Last Summer I wrote a piece on the stewardship of ones kitchen. I shared a bit about how I really wasn’t into cleaning, but it was a lesson in care and really learning the ins and out of my kitchen.
It’s interesting and always sweet to me how lessons have a way of spiraling around and deepening to newer levels. Where my challenge use to be cleaning the kitchen, its now evolved into something very different.
Cleaning on its own is important to be sure, but now as I am cooking a couple if not 3 meals a day, I’m finding that like an artist, each meal needs to start with a clean palette. There is nothing worse then coming home from a tiring day of activities, knowing you have something great to cook, but oh wait… a massive pile of dishes needs to be washed and put away BEFORE you can even start making your meal.
It’s a matter of efficiency and supporting ourselves in really getting in there and cooking, even on the most busy or tiring days, but making sure that the kitchen is always cleaned up, and all things put away and ready to make the next meal. I want to walk in and pull out every single thing I need in less then 5 minutes and get started. The only way to do that is make sure that after every cooking session, every thing is left put away, cleaned, dried and put in its proper place.
It might sound very Martha Stewart of me, but I’m telling you, its made going into the kitchen to cook something when I’m a bit worn out, so much easier. And even when I’m not tired, the ability to walk into a tidy kitchen and just start creating off the bat is so lovely. Is it a bit more work on the back end? Maybe, but that’s OK. Its infinitely more rewarding to have a clean palette to work with when you first enter your cooking space.
So part of a solid food practice is: Keep your kitchen (palette) clean at all times. You never want to start a prepping a meal by having to clean up after the last one.

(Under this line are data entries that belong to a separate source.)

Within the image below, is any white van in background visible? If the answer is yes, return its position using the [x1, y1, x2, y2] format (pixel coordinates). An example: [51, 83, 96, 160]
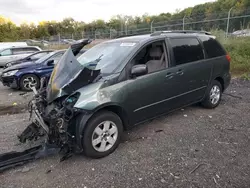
[0, 46, 41, 67]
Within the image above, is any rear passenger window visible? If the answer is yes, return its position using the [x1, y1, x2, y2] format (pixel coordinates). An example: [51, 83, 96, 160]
[170, 38, 204, 65]
[200, 36, 226, 58]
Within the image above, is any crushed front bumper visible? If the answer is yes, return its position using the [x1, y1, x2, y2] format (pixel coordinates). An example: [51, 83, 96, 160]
[0, 76, 19, 89]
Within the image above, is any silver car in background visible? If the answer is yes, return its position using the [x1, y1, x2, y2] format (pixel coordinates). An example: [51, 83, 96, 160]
[0, 46, 41, 67]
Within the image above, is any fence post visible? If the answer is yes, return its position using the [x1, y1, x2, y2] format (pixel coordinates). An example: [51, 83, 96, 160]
[226, 7, 234, 37]
[150, 20, 155, 33]
[182, 15, 186, 31]
[58, 33, 61, 45]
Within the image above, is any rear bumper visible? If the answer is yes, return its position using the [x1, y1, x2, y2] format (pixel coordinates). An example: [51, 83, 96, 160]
[0, 76, 19, 89]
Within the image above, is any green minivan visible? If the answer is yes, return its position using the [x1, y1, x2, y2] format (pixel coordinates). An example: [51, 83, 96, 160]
[21, 31, 231, 158]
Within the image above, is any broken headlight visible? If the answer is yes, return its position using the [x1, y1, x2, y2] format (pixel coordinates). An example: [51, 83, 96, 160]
[64, 92, 80, 107]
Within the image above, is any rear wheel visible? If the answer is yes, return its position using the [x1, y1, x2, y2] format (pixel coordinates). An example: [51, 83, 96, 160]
[20, 74, 40, 91]
[82, 111, 123, 158]
[201, 80, 222, 108]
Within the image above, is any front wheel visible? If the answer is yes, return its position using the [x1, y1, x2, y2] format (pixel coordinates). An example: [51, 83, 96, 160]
[201, 80, 222, 108]
[20, 74, 40, 91]
[83, 111, 123, 158]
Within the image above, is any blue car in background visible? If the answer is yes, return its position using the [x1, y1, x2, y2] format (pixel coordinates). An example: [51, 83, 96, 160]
[0, 50, 66, 91]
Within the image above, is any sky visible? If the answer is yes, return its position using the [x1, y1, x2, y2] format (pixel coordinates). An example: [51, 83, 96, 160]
[0, 0, 214, 24]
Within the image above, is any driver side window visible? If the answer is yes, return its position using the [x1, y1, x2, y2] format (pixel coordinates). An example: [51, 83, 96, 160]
[47, 53, 63, 65]
[129, 40, 168, 74]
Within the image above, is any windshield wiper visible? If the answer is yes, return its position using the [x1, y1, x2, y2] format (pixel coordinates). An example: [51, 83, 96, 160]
[83, 54, 103, 69]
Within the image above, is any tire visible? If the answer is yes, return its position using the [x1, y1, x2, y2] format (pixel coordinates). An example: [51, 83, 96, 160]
[20, 74, 40, 91]
[201, 80, 222, 109]
[82, 111, 123, 158]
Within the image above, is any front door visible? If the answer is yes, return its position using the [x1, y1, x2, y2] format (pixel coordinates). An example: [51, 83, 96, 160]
[122, 40, 175, 124]
[168, 37, 212, 109]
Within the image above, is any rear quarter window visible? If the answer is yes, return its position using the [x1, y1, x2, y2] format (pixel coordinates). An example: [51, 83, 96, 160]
[170, 38, 204, 65]
[199, 36, 226, 58]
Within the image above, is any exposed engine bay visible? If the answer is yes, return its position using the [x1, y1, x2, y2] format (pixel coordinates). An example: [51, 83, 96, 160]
[0, 40, 100, 171]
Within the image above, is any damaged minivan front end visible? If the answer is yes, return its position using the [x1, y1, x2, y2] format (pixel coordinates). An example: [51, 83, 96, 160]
[19, 40, 101, 154]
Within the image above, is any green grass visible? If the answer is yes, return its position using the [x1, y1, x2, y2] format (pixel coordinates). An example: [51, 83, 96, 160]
[222, 37, 250, 76]
[212, 30, 250, 78]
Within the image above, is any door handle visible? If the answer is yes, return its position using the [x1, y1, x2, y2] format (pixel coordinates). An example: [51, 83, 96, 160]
[166, 72, 174, 79]
[176, 69, 184, 75]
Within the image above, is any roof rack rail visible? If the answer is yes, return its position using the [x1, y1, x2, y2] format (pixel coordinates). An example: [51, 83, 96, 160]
[115, 33, 141, 39]
[150, 30, 211, 36]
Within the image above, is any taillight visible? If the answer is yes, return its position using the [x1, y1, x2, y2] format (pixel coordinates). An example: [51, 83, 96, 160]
[226, 54, 231, 62]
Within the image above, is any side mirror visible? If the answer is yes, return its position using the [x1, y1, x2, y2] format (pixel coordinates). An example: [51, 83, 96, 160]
[47, 59, 54, 66]
[131, 64, 148, 76]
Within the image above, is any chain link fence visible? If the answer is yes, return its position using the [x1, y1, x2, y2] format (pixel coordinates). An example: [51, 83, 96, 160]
[40, 8, 250, 44]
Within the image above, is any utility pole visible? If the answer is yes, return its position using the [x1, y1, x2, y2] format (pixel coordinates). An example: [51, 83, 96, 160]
[226, 7, 234, 37]
[182, 15, 186, 31]
[150, 20, 155, 33]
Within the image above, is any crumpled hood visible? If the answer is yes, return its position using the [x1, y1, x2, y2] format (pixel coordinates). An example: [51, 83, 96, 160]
[47, 40, 100, 103]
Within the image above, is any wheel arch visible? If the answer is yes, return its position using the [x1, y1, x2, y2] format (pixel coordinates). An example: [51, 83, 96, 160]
[214, 76, 225, 92]
[72, 103, 129, 151]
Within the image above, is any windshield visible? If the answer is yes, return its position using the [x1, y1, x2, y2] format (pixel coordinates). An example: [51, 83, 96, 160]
[77, 42, 136, 74]
[36, 52, 55, 63]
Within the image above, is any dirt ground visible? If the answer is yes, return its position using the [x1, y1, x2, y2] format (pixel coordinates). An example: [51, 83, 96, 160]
[0, 80, 250, 188]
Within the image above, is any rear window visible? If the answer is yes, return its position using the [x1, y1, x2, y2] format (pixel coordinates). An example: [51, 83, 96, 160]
[199, 36, 226, 58]
[170, 38, 204, 65]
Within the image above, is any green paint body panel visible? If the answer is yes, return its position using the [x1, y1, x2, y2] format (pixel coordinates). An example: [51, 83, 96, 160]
[74, 34, 231, 125]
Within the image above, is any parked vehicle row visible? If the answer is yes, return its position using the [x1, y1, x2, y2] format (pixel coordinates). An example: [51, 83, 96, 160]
[0, 46, 41, 67]
[12, 31, 231, 158]
[4, 50, 53, 69]
[0, 49, 86, 91]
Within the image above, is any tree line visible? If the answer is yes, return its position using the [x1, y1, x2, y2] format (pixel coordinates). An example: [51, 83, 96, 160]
[0, 0, 250, 42]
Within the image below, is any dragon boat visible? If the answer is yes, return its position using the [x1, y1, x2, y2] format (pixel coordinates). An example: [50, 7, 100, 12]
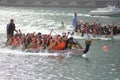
[25, 40, 92, 55]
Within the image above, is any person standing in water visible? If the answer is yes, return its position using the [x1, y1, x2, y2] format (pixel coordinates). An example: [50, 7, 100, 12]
[6, 19, 18, 39]
[72, 13, 78, 32]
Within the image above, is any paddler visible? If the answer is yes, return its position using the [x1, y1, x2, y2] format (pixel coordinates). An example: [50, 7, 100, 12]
[6, 19, 18, 40]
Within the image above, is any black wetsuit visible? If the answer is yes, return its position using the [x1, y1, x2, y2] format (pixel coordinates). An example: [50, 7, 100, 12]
[7, 23, 15, 36]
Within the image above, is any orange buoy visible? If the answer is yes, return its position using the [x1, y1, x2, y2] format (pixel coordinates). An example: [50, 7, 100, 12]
[102, 46, 108, 51]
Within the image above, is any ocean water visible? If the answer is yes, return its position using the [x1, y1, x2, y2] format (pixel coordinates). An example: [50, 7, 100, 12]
[0, 6, 120, 80]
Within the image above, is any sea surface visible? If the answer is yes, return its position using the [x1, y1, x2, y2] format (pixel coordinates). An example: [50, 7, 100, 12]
[0, 6, 120, 80]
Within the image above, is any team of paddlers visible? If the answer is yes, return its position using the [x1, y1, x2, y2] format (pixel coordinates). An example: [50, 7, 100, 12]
[6, 30, 83, 50]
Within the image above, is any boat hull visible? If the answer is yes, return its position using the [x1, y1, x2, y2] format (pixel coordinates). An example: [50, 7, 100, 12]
[26, 49, 84, 55]
[89, 11, 120, 17]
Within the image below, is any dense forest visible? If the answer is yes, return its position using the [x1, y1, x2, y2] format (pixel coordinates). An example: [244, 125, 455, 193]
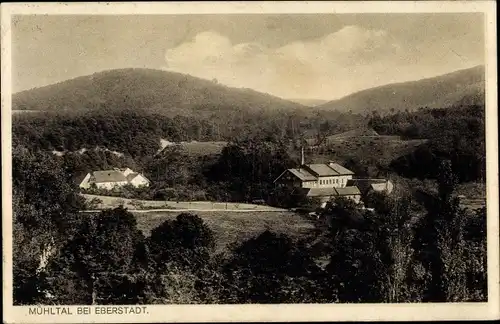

Now onto a little recipe! I found this on some magazine page I tore out of something a while back. It was easy and so delicious. Jon has been wanting us to have more potatoes as its something I tend not to cook often… for no reason at all really. What I loved most about this dish was the fact that I baked it in a cast iron skillet. I don’t get to use it that often and for some reason the whole thing felt rustic, hearty and very “I-live-in-the-country”.
Scalloped Potatoes Recipe
- 1 1/2 tbsp butter, cut into pieces, plus more for brushing
- 1/2 of garlic
- 2 lbs russet potatoes, peeled and sliced to 1/8 inch thick
- Sea salt and freshly ground pepper
- 1 1/4 cups of vegetable broth
- 1/2 cup of organic rice milk
- 1/4 tsp freshly grated nutmeg
- 4 fresh bay leaves (or 2 dry)
- 1/3 cup grated gruyere cheese
1. Preheat oven at 425 degrees.
2. Brush large oven safe skillet with cut garlic and then rub the skillet with butter. Cast iron preferable.
3. Heat skillet on stove over medium-high heat.
4. Add half of the potatoes, sprinkle with 3/4 tsp of salt, and pepper to taste, then arrange the remaining potatoes on top. Sprinkle those with the another 3/4 tsp of salt and pepper to taste.
5. Pur the broth and milk over the potatoes, then add the nutmeg and bay leaves. Simmer for 5 minutes.
6. Dot the potatoes with the cut up butter and sprinkle the gruyere over the potatoes.
7. Take off the heat and place in oven. Bake until golden, which should be about 25 minutes. Oven temperatures vary so take a peak at 20 minutes and adjust times if needed.
8. Let rest for 5-10 minutes once out of the oven and pull out bay leaves before serving.
Serves 6-8 people and is great the next morning with some fluffy scrambled eggs. I served these with a light butter leaf lettuce salad dressed with lemon and oil, and a light and delicious herbed mahi fillet.